The competition, which concluded Thursday with a 12-mile ruck march, an armed forces physical fitness test (APFT), a land navigation test and a stress fire test — included five noncommissioned officers and five soldiers.
Upon announcing the winners, Jackson would exclaim, “We have the best here today” before recounting the rigors of the day’s activities. “The soldiers did an outstanding job and the winners here will represent us at the FORSCOM (United States Forces Command) portion of the competition.”
The FORSCOM competition includes competitors from other corps structures.
The winners of III Corps’ Best Warriors Competition for 2018: Staff Sgt. Dustin Nixson, selected as the best noncommissioned officer (NCO), and Spc. Zachary Cockrill taking the honors as the best soldier for those ranked specialist (E-4) and below.
“The important thing about this experience to me was the camaraderie, learning from the other competitors, and identifying areas that needed improvement,” said Nixson, 29, an infantryman of the 3rd Squadron, 8th Cavalry Regiment, 3rd Armored Brigade Combat Team, 1st Cavalry Division, stationed at Fort Hood. “I actually feel humbled by the experience.”
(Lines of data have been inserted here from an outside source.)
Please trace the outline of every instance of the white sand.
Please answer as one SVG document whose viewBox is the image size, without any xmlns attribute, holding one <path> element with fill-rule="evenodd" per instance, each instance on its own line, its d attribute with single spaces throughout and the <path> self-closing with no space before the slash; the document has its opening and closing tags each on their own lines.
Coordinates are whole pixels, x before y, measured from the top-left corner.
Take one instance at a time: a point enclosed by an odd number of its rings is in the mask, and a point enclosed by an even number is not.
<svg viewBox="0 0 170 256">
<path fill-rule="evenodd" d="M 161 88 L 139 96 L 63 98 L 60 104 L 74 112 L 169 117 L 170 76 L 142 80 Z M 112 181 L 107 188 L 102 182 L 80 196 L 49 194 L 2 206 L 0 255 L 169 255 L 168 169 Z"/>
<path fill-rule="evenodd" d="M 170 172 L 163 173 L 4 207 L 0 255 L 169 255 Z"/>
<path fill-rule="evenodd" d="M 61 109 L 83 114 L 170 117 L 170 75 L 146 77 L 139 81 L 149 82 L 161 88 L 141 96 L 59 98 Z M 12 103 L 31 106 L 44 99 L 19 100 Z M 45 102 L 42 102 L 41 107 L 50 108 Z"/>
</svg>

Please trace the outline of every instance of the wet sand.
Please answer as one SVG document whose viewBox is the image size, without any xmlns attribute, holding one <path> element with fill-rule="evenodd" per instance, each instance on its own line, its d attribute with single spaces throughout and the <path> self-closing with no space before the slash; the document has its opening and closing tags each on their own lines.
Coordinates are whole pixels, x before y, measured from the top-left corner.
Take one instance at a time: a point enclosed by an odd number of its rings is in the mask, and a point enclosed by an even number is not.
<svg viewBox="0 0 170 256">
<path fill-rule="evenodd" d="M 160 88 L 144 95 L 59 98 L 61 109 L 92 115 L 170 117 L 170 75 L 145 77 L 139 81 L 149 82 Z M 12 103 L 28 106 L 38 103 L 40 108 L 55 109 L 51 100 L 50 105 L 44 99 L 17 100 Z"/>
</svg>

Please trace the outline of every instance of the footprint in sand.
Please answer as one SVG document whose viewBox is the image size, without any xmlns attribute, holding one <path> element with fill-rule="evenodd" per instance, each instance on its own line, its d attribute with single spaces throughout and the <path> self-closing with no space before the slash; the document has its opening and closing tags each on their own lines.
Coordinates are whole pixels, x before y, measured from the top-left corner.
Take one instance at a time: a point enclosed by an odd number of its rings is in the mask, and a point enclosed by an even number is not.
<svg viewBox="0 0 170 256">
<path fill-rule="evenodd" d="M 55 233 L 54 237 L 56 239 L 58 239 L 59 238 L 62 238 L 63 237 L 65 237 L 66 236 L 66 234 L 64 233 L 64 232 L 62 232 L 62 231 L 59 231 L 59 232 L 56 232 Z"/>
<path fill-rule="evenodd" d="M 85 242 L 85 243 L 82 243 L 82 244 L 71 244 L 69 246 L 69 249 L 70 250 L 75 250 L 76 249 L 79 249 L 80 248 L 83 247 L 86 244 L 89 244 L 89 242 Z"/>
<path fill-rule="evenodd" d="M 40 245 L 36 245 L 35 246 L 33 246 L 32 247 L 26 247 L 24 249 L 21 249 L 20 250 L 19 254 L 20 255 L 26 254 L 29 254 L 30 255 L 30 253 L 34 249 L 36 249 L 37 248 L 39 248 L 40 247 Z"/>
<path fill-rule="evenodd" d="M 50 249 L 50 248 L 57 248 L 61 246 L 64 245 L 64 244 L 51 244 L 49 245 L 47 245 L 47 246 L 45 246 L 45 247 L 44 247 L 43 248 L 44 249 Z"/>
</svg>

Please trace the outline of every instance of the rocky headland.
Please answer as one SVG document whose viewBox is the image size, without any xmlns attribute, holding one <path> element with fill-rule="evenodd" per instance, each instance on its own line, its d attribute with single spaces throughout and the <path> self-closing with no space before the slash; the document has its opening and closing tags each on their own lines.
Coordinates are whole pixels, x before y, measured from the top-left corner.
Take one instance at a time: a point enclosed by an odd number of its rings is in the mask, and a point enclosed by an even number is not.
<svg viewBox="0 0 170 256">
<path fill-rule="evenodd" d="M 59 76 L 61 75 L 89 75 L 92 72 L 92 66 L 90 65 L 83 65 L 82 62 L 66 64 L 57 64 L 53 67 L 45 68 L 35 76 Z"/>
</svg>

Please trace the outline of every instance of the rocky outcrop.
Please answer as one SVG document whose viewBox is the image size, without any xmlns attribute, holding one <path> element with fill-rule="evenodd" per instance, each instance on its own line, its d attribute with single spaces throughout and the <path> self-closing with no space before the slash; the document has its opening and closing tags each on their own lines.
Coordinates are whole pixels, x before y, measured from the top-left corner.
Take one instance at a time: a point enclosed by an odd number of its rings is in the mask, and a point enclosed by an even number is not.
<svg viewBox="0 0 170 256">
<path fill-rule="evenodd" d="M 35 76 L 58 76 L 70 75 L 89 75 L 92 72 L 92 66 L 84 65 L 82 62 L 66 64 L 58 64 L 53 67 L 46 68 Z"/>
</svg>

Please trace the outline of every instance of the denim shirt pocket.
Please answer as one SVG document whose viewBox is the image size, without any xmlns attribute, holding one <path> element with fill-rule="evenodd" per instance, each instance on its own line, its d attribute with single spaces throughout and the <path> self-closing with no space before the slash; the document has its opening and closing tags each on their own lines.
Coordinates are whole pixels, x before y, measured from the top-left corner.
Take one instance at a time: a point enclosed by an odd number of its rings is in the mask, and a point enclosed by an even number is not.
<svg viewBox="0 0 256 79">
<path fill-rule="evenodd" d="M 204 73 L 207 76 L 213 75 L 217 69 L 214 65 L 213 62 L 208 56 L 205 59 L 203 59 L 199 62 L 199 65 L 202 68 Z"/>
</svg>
Nixson also voiced his deep respect for the other competitors and that each soldier benefits from engaging in the competition.
Cockrill, 21, a military policeman of HHD 97th Military Police Battalion, 89th Military Police Brigade, stationed at Fort Riley, said, “I learned not to quit, since I thought I wouldn’t finish due to an injury I sustained during the 12-mile march … so, I kept trying.”
Cockrill battled through chin-splints during the competition and it effected his performance during the ruck march portion of the event. Yet Cockrill did well enough in other areas to be recognized as 2018’s Best Soldier.
“Doing things like this is how you become command sergeant major,” Jones, a member of the Military Police Hall of Fame and judge for the competition, said of the participants.
Many of the competitors would echo the opinion of the winners and the judging regarding the rigors and opportunities of the event.
“Even if I didn’t win, it was a great experience,” Sgt. Makayla Highler, 19, a multiple launch rocket system crew member, of the 2nd Battalion, 18th Field Artillery, stationed at Fort Sill, stated. “I think what I experienced here gives me the credibility to lead by example.”
Each winner was awarded an Army Commendation Medal (ARCOM), a 45-pound ruck of military gear, and a statue of Frank Franzetta’s iconic “Death Dealer” — an image closely associated with III Corps since its selection by Gen. Crosbie Saint to represent the corps in 1986.